Mi unicornio azul, mi Charly.

Charly    Hace muchos días que vengo pensando en ustedes, queridos amigos de unalecturapropia. El ritmo de la vida, el ritmo de ir y venir, el ritmo de hacer y deshacer me ha dejado sin tiempo para escribirles. Se me ocurren tantos temas, cosas que pasan por mi mente, lecturas y cuestiones propias que van enriqueciendo el diario vivir.

    Pero hoy lloro por Charly.

    Nuestro querido Charly. Simplemente desapareció el sábado en la noche, cuando ya era noche profunda y  la luna era demasiado débil para socorrernos en su búsqueda.

    Él estaba con nosotros hace cinco años, lo recibimos un cálido marzo, cuando solo tenía dos meses de edad. Era tan regalón, lo que más le gustaba era que le hicieran cariño en el pelaje, se acostaba de espalda y podía pasar todo el día abusando de nosotros. Tal como me lo dijo una buena amiga, lo mejor de tener un perro, es que son los que con más ganas esperan tu regreso a casa. Totalmente cierto. Charly ansiosamente acechaba, casi temblaba al verme. Como él sabía que no podía ingresar a la casa, apoyaba su cabeza sobre el marco de la ventana y movía su cola.

   Pero Charly también nos hacía pasar rabias. Y muchas. A veces entraba a la habitación de mis hijos y sacaba un peluche, otras, en cambio, hacía sus necesidades sobre el puf.

    Cuando venían los pájaros, por su condición de perro cazador, salía rápidamente tras ellos. Nos dejaba impactados por su prestancia para ir raudo a apresarlos. Si daba con su presa, se la comía y después se enfermaba del estómago.
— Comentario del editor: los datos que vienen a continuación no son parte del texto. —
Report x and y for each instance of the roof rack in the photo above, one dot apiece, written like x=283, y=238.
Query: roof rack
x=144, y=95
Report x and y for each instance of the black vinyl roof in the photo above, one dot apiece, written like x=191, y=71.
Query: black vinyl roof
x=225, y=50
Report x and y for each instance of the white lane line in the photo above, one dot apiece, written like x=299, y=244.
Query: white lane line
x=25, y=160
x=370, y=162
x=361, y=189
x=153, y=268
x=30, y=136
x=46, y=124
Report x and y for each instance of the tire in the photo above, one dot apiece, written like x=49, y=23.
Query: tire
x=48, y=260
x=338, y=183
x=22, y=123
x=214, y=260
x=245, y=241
    Ayer, cuando lo buscaba por el vecindario, iba escuchando  Mi unicornio azul de Silvio Rodríguez. Jamás me había hecho tanto sentido esa canción.

    Un Charly se nos perdió ¿volverá?

    Se siente una desazón, una inquietud y una pena profunda.

    Ojalá lo encontremos.

    Los dejo con la canción de Silvio.

Ten una lectura propia.

2 Replies to “Mi unicornio azul, mi Charly.”

  1. Amiga lectora, al leerte me acuerdo de la gran pena que pasé cuando nuestro querido Pelu desapareció desde el jardín. Han pasado los años y todavía lo busco en cada westie que veo en la calle, en cada ladrido agudo que escucho por aquí. Ojalá lo encuentres, porque detrás de cada perrito perdido o robado hay una familia que sufre mucho y eso no puede dejarme impasible. Un abrazo grande, y mucha suerte en la búsqueda.
    S.

  2. ¡Te entiendo! He pasado por lo mismo y es lo peor!!! espero de todo corazón que lo encuentren. Nada es más trsite que imaginarlo solo, a la deriva, y más encima con este frío terrible de junio. Pero no hay que perder las esperanzas. Ánimo y ¡suerte!